In this study software-based analysis of structural MRI was used to map the thickness of the cortex in extratemporal epilepsy subjects with radiologically observable lesions. The technique was used to identify cortical abnormalities in the epilepsy patients. Non-rigid registration of the patient group and an age-matched group of controls to a custom template allowed voxel-wise comparison of the cortical thickness in each epilepsy subject with the control group using a standard score. Thresholds for the objective identification of cortical abnormalities were empirically determined by investigating the relationship between standard score and number of voxels exterior to manually delineated lesions.

12:36 61.

3D Visualization and Quantification of Subdural Electrode Shift Due to Craniotomy Opening
Peter Sherman LaViolette1, Alastair Hoyt2, Scott D. Rand3, Kathleen M. Schmainda1, Wade M. Mueller2
Biophysics, Medical College of Wisconsin, Milwaukee, WI, United States; 2Neurosurgery, Medical College of Wisconsin, Milwaukee, WI, United States; 3Radiology, Medical College of Wisconsin, Milwaukee, WI, United States

Epileptic patients with medically intractable seizure disorders are subject to implantation of subdural electrodes for the purpose of seizure localization.  It is assumed that these electrodes remain stationary during the reopening of the craniotomy defect at the time of resective surgery.  This study shows that brain compression changes and general grid shift both occur and move electrodes in non-trivial amounts.  This study builds a case for adoption of electrode/brain model reliance for electrode position determination instead of traditional visual assessment at the reopening of the craniotomy.

12:48 62.

Localization of Subdural Electrodes on MRI Cortical Surface Images for Evaluation of Epilepsy Patients - not available
Boklye Kim1, Jack Parent1, Oren Sagher1, Karen Kluin1, Charles R. Meyer1
1University of MIchigan, Ann Arbor, MI, United States

Presurgical evaluation of surgical treatment of epilepsy patients often requires implantation of subdural grid electrodes on the cortex.
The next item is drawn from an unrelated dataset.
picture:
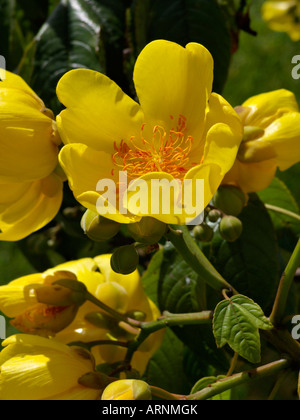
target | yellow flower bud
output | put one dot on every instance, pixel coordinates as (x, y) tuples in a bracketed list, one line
[(45, 320), (37, 368), (125, 259), (127, 389), (271, 139), (98, 228), (231, 228), (148, 231), (230, 200)]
The exact locations of implanted electrodes are essential to evaluate cortical lesions related to seizure onsets and delineate eloquent brain areas. The process requires registration via multi-modality image warping and correction of post-craniotomy brain deformation. The loss of CSF fluid the presence of epidural or subdural hematoma from open craniotomy cause brain shifts. This work presents an mapping of electrodes from post-implant CT data to pre- or post surgery MRI by intermodality image warping to determine accurate positions involved in electrocortical stimulation.